What’s the most interesting trivia about writers in London?
We’ve recently been enjoying the wonderful book, Literary London, by Eloise Millar and Sam Jordison. It’s that rare thing: a book that includes something interesting on every page. There are many good books available about London’s literary heritage and its connections with famous authors, but Literary London is the best yet: it’s a raft of great trivia about the capital and the writers who have eaten, drunk, lived, and died there. If you enjoy books about London or books of literary trivia, we recommend getting hold of a copy, pronto.
Below we’ve listed some of our favourite literary facts about London which we learned from Millar and Jordison’s wonderful book. This really is just the tip of the iceberg: you’ll have to get hold of the book to discover the many more treasures it contains. For instance, we haven’t included here any details about real-life spy locations around the capital (haunted by, among others, Ian Fleming and John Le Carré). The chapters of Literary London are short, engagingly written, and very informative – the writers pack a lot of useful information into the book’s 224 pages. They are thematic but also follow a rough chronological progression charting London’s development over the centuries. And it contains such gems as these:
When William Hazlitt died, his landlady was so keen to re-let his rooms, she hid his body under the bed while showing new tenants around.
John Taylor (1578-1653), the self-styled ‘Water Poet’ (he was a Thames boatman), wrote verses in praise of cannabis: in ‘The Praise of Hemp-Seed’, he wrote ‘The Profits arising from Hemp-seed are / Cloathing, Food, Fishing, Shipping, / Pleasure, Profit, Justice, Whipping.’
In October 1605, less than a month before the Gunpowder Plot, the poet and playwright Ben Jonson was present at a dinner attended by most of the conspirators.
In 1959, three years after he became famous with his play Look Back in Anger, John Osborne wrote a musical about gossip columnists called The World of Paul Slickey.
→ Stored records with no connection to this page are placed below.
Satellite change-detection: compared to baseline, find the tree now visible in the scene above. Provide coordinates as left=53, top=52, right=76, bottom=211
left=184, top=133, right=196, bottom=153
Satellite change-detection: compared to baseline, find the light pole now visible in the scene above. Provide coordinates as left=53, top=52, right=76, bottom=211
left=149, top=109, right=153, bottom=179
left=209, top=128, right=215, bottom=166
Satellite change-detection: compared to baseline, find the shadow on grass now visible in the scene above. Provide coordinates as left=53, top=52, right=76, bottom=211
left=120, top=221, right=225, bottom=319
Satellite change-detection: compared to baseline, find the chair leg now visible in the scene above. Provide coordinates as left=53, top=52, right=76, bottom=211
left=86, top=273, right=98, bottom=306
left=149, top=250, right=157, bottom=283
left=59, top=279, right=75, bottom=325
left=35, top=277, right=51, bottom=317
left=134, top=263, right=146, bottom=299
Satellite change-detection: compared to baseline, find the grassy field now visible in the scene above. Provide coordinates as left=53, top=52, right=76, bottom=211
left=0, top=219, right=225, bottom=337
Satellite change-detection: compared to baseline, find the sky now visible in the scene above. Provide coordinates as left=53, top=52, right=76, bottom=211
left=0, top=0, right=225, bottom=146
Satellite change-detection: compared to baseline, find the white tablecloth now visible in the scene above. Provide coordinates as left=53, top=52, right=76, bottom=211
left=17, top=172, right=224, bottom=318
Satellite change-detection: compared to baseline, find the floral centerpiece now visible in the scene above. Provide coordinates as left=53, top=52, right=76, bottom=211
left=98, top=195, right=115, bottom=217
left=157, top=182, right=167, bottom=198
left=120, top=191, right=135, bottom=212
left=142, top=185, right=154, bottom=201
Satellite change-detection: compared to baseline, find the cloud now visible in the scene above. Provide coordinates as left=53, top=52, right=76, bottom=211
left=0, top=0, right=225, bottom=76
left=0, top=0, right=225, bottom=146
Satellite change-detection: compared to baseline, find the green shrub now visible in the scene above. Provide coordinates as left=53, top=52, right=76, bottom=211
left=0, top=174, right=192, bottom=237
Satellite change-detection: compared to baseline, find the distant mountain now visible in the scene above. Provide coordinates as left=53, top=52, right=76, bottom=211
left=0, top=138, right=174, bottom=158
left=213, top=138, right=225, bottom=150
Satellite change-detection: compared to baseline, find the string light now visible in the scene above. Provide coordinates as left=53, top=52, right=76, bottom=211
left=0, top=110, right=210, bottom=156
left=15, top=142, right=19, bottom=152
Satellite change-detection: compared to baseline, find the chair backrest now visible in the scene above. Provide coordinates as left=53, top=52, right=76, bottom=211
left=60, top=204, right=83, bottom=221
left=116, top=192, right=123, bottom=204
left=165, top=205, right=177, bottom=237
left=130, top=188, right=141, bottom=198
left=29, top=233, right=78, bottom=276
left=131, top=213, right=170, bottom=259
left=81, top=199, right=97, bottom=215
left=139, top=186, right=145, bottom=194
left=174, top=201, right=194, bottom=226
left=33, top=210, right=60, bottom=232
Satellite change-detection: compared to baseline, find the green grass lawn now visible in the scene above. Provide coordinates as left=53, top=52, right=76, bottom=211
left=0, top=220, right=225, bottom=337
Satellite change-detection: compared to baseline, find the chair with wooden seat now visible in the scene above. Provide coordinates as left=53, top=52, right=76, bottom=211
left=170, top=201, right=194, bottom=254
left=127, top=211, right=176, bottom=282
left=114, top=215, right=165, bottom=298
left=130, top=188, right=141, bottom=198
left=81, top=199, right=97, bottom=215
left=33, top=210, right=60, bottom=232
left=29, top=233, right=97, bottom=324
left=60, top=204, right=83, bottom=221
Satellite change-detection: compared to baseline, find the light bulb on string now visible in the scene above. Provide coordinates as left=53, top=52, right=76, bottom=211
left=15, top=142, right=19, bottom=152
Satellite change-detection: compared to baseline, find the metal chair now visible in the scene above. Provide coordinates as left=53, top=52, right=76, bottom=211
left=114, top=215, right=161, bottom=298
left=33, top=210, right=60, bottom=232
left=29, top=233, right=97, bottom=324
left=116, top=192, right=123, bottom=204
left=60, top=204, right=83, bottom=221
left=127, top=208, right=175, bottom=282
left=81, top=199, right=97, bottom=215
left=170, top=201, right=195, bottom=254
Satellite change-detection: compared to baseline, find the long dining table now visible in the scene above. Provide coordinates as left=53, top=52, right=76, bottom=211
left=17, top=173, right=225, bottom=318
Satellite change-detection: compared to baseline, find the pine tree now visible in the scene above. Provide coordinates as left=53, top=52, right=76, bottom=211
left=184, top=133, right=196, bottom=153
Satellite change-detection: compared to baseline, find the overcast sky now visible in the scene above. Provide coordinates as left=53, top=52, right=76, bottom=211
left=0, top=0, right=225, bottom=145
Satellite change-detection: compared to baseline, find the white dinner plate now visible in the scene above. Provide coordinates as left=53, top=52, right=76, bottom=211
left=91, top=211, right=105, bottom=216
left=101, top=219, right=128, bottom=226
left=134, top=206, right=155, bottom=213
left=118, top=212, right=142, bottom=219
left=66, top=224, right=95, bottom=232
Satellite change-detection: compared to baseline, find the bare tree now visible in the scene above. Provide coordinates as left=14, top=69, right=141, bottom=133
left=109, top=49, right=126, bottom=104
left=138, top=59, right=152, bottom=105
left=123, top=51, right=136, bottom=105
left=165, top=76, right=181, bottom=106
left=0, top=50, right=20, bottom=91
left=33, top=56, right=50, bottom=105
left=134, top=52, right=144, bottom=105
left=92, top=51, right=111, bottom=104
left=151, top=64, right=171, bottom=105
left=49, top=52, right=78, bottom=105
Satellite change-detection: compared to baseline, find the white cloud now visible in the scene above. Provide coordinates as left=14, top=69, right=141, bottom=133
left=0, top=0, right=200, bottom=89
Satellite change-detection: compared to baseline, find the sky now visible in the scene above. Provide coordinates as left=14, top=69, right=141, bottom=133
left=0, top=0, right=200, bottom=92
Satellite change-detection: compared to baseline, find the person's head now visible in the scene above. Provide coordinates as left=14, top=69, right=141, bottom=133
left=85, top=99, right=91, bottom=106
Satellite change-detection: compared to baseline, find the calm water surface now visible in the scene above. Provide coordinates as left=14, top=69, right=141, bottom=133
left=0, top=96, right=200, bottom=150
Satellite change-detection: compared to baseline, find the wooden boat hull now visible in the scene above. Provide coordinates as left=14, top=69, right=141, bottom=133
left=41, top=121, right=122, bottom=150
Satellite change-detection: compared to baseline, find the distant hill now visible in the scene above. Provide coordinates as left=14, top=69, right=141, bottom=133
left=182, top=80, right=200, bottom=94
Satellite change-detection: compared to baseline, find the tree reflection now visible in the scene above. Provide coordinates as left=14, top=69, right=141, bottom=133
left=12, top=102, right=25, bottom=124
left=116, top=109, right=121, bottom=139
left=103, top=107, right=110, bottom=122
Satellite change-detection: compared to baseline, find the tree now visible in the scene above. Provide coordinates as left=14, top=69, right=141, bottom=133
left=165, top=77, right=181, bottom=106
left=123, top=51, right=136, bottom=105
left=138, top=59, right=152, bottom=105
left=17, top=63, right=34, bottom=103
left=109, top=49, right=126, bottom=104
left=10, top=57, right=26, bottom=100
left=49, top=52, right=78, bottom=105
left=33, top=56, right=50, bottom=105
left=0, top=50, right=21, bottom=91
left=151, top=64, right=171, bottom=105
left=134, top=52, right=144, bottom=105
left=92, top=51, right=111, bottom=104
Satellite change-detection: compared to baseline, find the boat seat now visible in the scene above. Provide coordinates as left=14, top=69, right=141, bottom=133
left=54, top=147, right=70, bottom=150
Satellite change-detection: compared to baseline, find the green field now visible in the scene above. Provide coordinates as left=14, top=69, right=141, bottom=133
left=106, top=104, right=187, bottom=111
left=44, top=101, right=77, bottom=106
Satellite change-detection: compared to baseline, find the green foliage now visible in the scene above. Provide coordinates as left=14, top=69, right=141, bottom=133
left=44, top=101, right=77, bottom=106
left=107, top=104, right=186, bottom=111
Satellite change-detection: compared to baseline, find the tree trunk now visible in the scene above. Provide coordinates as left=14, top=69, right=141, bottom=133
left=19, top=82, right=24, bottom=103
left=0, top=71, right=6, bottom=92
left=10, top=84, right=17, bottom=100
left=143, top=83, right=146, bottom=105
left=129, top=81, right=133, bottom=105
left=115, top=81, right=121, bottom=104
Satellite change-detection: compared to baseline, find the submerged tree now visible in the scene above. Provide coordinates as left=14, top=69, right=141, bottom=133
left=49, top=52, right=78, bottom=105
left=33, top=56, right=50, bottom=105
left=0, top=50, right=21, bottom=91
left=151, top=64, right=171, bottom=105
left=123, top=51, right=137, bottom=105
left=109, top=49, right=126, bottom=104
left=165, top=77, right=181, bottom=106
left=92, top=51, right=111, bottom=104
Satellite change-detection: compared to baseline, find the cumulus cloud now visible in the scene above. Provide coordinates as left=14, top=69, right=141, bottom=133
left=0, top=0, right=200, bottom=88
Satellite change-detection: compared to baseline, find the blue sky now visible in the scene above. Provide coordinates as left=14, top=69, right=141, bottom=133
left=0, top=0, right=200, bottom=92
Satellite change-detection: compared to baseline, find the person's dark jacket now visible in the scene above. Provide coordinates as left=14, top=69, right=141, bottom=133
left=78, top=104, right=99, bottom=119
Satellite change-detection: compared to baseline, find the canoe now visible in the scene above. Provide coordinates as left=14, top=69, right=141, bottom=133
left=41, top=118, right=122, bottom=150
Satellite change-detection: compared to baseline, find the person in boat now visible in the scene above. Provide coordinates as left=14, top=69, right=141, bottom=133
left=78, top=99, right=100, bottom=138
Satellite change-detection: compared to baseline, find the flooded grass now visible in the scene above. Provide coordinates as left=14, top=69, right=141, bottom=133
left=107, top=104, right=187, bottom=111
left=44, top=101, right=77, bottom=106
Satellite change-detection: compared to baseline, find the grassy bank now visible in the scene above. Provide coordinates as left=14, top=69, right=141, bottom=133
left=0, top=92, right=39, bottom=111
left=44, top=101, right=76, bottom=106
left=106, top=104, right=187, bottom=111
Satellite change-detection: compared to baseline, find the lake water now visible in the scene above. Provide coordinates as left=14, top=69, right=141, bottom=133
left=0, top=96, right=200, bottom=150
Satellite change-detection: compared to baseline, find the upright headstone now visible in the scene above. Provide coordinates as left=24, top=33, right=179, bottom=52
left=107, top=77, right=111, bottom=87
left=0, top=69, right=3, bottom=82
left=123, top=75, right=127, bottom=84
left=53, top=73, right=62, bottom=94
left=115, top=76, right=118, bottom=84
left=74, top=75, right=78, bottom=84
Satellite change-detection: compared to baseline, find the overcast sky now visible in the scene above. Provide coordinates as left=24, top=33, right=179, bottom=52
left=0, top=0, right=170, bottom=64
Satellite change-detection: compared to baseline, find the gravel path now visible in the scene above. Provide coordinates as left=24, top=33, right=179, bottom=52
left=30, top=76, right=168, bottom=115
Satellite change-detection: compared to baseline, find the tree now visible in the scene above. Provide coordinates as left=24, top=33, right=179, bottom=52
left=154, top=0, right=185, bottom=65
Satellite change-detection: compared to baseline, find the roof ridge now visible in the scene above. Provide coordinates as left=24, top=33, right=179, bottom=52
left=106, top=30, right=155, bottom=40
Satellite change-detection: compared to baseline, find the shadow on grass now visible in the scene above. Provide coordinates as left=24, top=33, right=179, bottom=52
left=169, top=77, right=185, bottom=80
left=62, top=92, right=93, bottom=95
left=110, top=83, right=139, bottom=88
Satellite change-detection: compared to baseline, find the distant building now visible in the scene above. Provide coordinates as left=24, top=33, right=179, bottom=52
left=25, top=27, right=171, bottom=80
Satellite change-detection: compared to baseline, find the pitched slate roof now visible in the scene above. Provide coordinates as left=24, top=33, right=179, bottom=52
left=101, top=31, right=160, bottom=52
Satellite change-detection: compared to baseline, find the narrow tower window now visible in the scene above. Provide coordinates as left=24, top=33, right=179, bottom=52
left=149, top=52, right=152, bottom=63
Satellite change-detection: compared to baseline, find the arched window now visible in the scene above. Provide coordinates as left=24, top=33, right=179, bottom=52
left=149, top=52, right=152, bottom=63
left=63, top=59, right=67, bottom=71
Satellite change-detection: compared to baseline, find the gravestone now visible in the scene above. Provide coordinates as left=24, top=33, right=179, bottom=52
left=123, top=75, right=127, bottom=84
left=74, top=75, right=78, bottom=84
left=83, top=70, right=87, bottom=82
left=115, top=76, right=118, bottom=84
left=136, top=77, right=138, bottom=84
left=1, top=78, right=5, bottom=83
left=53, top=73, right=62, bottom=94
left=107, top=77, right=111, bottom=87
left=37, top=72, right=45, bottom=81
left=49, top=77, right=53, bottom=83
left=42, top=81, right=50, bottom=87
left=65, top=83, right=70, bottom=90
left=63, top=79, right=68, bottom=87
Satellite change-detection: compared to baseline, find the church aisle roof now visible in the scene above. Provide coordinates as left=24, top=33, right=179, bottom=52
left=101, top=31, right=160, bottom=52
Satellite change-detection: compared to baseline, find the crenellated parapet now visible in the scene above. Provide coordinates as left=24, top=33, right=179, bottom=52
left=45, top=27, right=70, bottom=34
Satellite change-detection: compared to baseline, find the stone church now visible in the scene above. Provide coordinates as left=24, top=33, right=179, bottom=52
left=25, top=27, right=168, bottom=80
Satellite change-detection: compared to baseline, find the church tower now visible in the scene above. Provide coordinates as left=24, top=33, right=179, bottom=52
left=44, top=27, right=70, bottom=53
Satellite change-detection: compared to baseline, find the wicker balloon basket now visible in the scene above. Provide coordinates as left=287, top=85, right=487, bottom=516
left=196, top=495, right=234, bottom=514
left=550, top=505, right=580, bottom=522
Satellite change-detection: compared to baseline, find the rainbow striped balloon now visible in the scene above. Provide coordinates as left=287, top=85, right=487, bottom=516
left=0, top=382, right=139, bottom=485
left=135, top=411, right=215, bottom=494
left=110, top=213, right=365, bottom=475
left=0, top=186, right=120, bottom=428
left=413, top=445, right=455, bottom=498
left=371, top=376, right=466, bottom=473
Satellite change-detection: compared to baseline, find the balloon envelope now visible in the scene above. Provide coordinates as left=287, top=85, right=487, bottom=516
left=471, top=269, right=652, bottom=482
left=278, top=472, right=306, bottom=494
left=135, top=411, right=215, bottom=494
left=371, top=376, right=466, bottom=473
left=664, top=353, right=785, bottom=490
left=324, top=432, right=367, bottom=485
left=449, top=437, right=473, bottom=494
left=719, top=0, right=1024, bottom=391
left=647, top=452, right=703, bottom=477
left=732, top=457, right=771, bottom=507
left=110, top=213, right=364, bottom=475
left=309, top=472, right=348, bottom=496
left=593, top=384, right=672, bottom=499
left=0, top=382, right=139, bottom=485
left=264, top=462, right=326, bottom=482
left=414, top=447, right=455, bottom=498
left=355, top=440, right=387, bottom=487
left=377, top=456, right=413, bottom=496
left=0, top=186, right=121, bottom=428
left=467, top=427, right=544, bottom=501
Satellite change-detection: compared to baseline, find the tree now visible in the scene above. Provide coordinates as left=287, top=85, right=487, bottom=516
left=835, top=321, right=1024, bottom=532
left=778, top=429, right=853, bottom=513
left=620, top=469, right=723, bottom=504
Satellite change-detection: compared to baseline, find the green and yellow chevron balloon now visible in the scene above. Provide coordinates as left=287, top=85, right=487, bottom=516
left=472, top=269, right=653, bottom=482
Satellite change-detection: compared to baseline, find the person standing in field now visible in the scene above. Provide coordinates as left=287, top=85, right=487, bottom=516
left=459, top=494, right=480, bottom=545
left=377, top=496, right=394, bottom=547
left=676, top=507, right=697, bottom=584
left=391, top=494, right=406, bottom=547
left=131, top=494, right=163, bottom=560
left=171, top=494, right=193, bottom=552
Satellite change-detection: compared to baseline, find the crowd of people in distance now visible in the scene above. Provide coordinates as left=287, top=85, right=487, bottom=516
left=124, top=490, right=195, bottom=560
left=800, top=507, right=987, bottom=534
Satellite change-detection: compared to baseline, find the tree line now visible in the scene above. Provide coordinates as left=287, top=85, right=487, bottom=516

Reviews were overwhelmingly negative, and after the first night Osborne was chased down Charing Cross Road by ‘a mob of furious theatregoers’.
The writer and occultist Aleister Crowley is thought to have invented the ‘Kubla Khan No 2’ cocktail, containing gin, vermouth, and laudanum.
In London in the 1930s, Ian Fleming set up a dining club whose mission was to discover the perfect meal.
A young P. G. Wodehouse was fired from the Hong Kong and Shanghai Bank for stealing company paper to write his short stories on.
In 1813, Samuel Taylor Coleridge, who often mislaid his shirts, was presumed dead when a corpse wearing his clothes was found in Hyde Park.
In 1938, a book-burning took place in London’s East End: the Guardian reported that a group of Muslims had publicly burned Wells’s A Short History of the World because of disparaging remarks Wells had made in the book about their religion. They tried to get the book banned, marching along the streets shouting ‘Down with ignorant Wells’.
The nickname Bluestocking, to denote the literary society that met at Elizabeth Montagu’s house in London in the eighteenth century, is derived from the botanist Benjamin Stillingfleet, who turned up to one of their get-togethers absent-mindedly wearing blue stockings.
This is just a small selection of the numerous fascinating things we learned from Literary London. If you want to discover some more of the best literary facts about the city of London, this is the book for you.